Fast-forward to the women of today. Many of the women in your church grew up elsewhere. They may not have much (or any) extended family in the area. Some, regardless of age, have a desire to have intergenerational relationships, to give or get wisdom, to talk about the struggles, to share their perspective.

Of course, in most bigger churches today, we prevent these natural relationship. Classes, small groups, and activities are so focused by age and affinity that we have many sub-churches within any congregation. Children's church, youth service, college ministry, singles, young marrieds, young families, families with teens, empty nesters, 50+, retirees, widows. We put up walls between the generations, and when they crave interaction, we try to put them in a program.

What if we looked to the past on this one? Perhaps frequent contact between generations would naturally produce cross-generational friendships. Maybe while serving side by side, a young woman could share her dilemma with her older friend. Perhaps a casual conversation at a church dinner could lead to coffee and conversation. Tear down some of the programmed boundaries and let your church get to know one another. Then, you might just see that a mentoring "program" becomes obsolete, replaced by authentic Titus 2 relationships.

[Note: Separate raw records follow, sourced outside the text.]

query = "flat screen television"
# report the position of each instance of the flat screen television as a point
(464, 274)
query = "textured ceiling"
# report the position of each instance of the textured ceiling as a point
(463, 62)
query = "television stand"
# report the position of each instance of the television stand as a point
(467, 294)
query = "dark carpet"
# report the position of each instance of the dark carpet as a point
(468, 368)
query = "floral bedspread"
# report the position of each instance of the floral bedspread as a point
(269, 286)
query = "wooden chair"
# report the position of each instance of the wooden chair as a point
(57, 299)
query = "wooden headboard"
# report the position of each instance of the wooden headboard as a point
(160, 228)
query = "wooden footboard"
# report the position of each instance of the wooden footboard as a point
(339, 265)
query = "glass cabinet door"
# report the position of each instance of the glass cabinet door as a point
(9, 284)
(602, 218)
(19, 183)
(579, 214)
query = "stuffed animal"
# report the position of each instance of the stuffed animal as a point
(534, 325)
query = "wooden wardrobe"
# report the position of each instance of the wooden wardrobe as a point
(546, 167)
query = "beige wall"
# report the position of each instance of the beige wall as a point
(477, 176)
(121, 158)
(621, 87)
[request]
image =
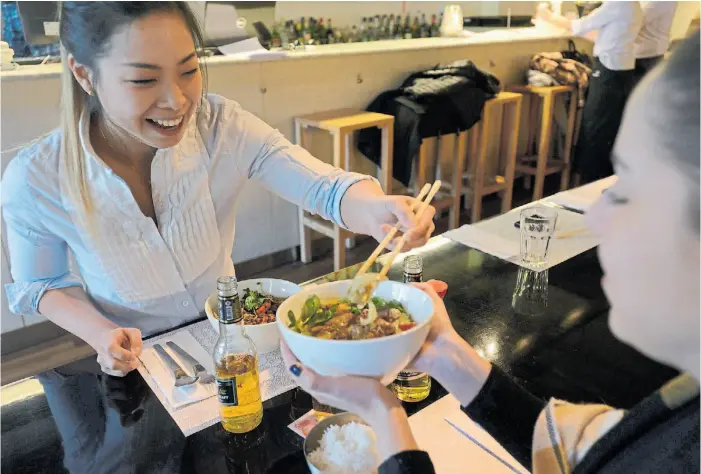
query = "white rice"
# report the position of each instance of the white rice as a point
(347, 449)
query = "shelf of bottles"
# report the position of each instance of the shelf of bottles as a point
(310, 31)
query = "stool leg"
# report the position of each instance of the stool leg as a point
(305, 238)
(386, 158)
(546, 124)
(349, 241)
(459, 166)
(340, 160)
(569, 142)
(472, 152)
(479, 166)
(509, 133)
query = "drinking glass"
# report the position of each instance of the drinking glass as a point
(537, 228)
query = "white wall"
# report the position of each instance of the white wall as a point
(686, 12)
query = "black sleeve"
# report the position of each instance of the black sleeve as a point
(408, 462)
(508, 412)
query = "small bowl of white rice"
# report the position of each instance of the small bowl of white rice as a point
(341, 444)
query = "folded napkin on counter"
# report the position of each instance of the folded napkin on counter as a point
(275, 379)
(573, 201)
(178, 397)
(455, 442)
(486, 242)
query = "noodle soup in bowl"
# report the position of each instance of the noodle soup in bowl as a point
(381, 357)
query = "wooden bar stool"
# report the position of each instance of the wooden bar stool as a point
(341, 124)
(544, 98)
(479, 136)
(451, 147)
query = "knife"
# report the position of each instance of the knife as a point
(180, 376)
(197, 368)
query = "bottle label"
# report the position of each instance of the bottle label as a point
(413, 277)
(226, 390)
(229, 309)
(407, 376)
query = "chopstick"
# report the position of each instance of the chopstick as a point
(572, 233)
(424, 205)
(388, 238)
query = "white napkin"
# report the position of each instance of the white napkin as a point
(572, 200)
(178, 397)
(487, 242)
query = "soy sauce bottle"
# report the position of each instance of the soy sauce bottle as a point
(412, 386)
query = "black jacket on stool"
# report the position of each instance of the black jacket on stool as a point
(443, 100)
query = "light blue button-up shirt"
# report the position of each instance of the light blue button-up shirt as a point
(139, 274)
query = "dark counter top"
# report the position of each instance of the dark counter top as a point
(116, 425)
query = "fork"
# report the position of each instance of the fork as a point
(197, 368)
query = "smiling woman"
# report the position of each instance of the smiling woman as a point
(142, 179)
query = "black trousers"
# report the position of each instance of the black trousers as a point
(643, 66)
(601, 118)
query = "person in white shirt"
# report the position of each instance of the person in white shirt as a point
(653, 40)
(617, 25)
(142, 179)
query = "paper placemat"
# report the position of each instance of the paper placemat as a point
(452, 452)
(499, 236)
(274, 380)
(488, 242)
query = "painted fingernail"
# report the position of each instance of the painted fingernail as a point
(296, 370)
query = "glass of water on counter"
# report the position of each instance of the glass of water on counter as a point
(537, 228)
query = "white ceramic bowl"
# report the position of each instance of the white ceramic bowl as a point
(265, 336)
(383, 357)
(313, 439)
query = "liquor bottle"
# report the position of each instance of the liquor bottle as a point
(363, 30)
(320, 32)
(412, 386)
(236, 362)
(423, 28)
(275, 40)
(376, 29)
(330, 36)
(415, 28)
(397, 33)
(434, 30)
(406, 32)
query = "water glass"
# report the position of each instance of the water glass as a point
(537, 228)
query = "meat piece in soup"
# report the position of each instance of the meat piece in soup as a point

Laura Singleton’s passion is the transformation that happens when women get access to God’s Word and God’s Word gets access to women. She was twenty-five when her life was turned upside down by an encounter with Jesus Christ. With an insatiable thirst for scripture and theology, she soon headed to Dallas Theological Seminary to learn more about Jesus, and left with a Th.M. with an emphasis in Media Arts. She, along with two friends from DTS, travel the nation filming the independent documentary Looking for God in America. She loves speaking and teaching and is the author of Insight for Living Ministry’s Meeting God in Familiar Places and hundreds of ads, which pay the bills. Her big strong hubby Paul is a former combat medic, which is handy since Laura’s almost died twice already. She loves photography, travel and her two pugs.

4 Comments

  • SonShine

    If ever there was a blog that screamed YES YES YES
    Laura
    You hit the nail on the head; the church today has lost its way just because they have chosen the isolation way…grouping us by age and generation rather than just allowing us to find our way and our groups on our own. One of my biggest gripes today is the age centered SS classes. It is not only out of character it is, forgive me, not biblically sound or accurate! Being in a new church I can totally relate. Thanks Laura!

  • David Austin

    yes yes yes

    Its not just woman but mens mentoring also.. your comment "Classes, small groups, and activities are so focused by age and affinity that we have many sub-churches within any congregation." is so so true…

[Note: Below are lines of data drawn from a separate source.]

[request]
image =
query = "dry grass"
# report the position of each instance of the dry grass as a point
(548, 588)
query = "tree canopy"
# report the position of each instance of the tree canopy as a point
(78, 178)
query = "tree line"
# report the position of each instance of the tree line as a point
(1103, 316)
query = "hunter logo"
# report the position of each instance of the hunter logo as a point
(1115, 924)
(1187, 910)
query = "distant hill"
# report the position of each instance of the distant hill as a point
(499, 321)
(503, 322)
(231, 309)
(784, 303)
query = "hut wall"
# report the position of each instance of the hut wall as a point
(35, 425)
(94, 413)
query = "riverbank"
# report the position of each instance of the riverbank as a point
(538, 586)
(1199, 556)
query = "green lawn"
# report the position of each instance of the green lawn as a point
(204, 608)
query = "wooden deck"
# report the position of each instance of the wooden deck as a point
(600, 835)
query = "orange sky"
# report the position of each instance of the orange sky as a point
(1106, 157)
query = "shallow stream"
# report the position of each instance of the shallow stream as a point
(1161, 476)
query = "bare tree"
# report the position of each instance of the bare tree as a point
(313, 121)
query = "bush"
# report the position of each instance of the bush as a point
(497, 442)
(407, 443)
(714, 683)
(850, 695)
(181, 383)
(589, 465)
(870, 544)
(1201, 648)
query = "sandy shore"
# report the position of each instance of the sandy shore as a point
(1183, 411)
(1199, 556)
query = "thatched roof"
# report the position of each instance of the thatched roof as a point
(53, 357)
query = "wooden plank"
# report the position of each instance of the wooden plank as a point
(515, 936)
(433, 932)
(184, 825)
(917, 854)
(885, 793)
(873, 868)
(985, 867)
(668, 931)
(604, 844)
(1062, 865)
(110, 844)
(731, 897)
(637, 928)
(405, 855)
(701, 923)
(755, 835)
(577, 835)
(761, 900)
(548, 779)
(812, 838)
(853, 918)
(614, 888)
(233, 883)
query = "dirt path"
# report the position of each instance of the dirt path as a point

    . Why cant we do some A/B testing and do an experiment that compares the results?

    Any of you pastors or women's leaders willing to accept the challenge and report what you find out? we will post the results here on bible.org for all to see and grow.

  • Sandra Glahn

    Amen!

    i completely. agree. I'm in my first inter-generational Sunday school class and loving it! Just as you say, these natural relationships are forming.